Trotzdem ist ein Fahrverbot für Diesel nicht ratsam. Denn dann könnten einerseits die Läden in Innenstädten nicht beliefert werden oder Handwerker nicht mehr zu Kunden kommen. Andererseits wird nur punktuell eine Verbesserung erreicht. Sonst müsste man die Diesel generell verbieten – mit dem Resultat, dass mehr Benzin verbraucht und durch den damit ver­bundenen CO2 die Klimaproblematik verschärft würde.

«Die Technik ist da, mit ein paar fiskalischen Anreizen wäre da viel zu machen.»

Wenn also die Situation nicht einem Notstand entspricht, wie in Peking oder in Städten der Dritten Welt, macht es durchaus Sinn, statt einer Notbremsung über klügere Massnahmen nachzudenken.
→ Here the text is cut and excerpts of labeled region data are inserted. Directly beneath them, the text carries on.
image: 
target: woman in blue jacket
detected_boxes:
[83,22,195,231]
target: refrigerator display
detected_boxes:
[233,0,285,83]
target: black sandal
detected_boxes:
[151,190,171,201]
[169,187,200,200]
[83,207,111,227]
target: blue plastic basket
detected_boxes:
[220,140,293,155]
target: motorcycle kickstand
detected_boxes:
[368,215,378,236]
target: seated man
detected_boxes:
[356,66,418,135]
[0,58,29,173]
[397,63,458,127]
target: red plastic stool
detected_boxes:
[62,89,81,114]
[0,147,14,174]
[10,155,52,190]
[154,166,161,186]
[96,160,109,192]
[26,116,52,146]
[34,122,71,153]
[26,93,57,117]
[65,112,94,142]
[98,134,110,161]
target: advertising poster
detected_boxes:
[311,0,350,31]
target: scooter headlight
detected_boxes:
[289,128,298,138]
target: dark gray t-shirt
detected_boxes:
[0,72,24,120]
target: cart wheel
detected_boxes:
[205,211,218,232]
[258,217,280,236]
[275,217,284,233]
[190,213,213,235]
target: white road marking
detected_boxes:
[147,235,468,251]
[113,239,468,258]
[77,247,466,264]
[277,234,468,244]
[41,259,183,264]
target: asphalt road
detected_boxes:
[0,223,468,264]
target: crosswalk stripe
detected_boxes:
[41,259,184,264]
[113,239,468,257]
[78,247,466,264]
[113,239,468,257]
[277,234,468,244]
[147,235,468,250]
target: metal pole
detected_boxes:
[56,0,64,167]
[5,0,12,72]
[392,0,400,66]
Eine davon ist sicher, die alten Diesel nachzurüsten und umweltfreundlicher zu machen. Die Technik ist da, mit ein paar fiskalischen Anreizen wäre da viel zu machen. Auch über die Einführung einer sogenannten blauen Plakette, wie sie in Deutschland die Umwelt­verbände seit langem fordern, sollte man diskutieren. Damit wären Unterscheidungen möglich, welche Autos die neuesten Abgasvorschriften erfüllen und welche nicht. Dies wäre weit wirksamer als punktuelle Fahrverbote für Dieselautos in Stadtgebieten, die stark belastet sind.
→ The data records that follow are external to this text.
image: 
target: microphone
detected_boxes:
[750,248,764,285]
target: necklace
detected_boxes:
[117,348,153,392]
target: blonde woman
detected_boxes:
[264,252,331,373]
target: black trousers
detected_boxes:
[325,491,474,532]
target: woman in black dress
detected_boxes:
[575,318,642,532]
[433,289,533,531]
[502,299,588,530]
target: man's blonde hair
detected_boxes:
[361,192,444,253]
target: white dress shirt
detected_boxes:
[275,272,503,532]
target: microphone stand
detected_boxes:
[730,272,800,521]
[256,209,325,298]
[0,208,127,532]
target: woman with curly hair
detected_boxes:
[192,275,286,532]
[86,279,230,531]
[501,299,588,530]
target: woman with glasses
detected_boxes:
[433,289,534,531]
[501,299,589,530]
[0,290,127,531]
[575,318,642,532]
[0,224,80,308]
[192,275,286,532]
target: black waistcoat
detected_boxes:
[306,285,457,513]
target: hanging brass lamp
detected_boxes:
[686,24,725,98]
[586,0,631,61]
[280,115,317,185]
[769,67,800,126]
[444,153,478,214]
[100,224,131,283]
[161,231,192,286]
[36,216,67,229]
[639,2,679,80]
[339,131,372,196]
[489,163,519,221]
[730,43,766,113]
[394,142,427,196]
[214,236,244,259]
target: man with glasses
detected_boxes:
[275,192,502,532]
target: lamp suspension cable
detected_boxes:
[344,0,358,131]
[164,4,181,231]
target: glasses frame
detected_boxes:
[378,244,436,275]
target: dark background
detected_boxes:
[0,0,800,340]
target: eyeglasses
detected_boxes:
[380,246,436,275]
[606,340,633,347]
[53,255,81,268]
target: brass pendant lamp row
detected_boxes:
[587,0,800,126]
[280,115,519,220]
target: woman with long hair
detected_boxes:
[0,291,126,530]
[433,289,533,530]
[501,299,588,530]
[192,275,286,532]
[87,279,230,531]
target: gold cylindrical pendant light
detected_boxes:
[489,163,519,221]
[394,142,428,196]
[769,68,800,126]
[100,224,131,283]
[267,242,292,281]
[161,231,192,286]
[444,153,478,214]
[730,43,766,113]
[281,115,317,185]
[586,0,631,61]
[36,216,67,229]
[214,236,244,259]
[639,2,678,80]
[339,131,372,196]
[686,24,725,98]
Wichtiger ist für die Schweiz, dass wir versuchen sollten, Anreize zu setzen, die einen beschleunigten Ausstieg aus den Verbrennungsmotoren fördern. Nicht nur bei den privaten Luxusautos, sondern auch bei Nutzfahrzeugen, den kleinen und den grossen. Hier besteht Handlungsbedarf, denn im Moment läuft die Entwicklung in die Gegenrichtung. Die zahllosen Kleintransporter, die uns die im Internet bestellten Kleider nach Hause bringen, fahren Diesel. Und viele Industriebetriebe – lange gute Bahnkunden mit Geleiseanschluss – stellen wegen moderner Fertigungstechniken wieder auf Lastwagen um.

Vor kurzem hat die Automobilindustrie Massnahmen gefordert, um den Anteil der Elektroautos auf 10 Prozent zu steigern. Am heute zu Ende gehenden Auto-Salon in Genf sind viele neue E-Mobile zu sehen. Jetzt ist es an der Politik, zu reagieren und ihnen mit einem klugen Mix aus Vergünstigungen und der Verteuerung von Dreckschleudern zum Durchbruch zu verhelfen.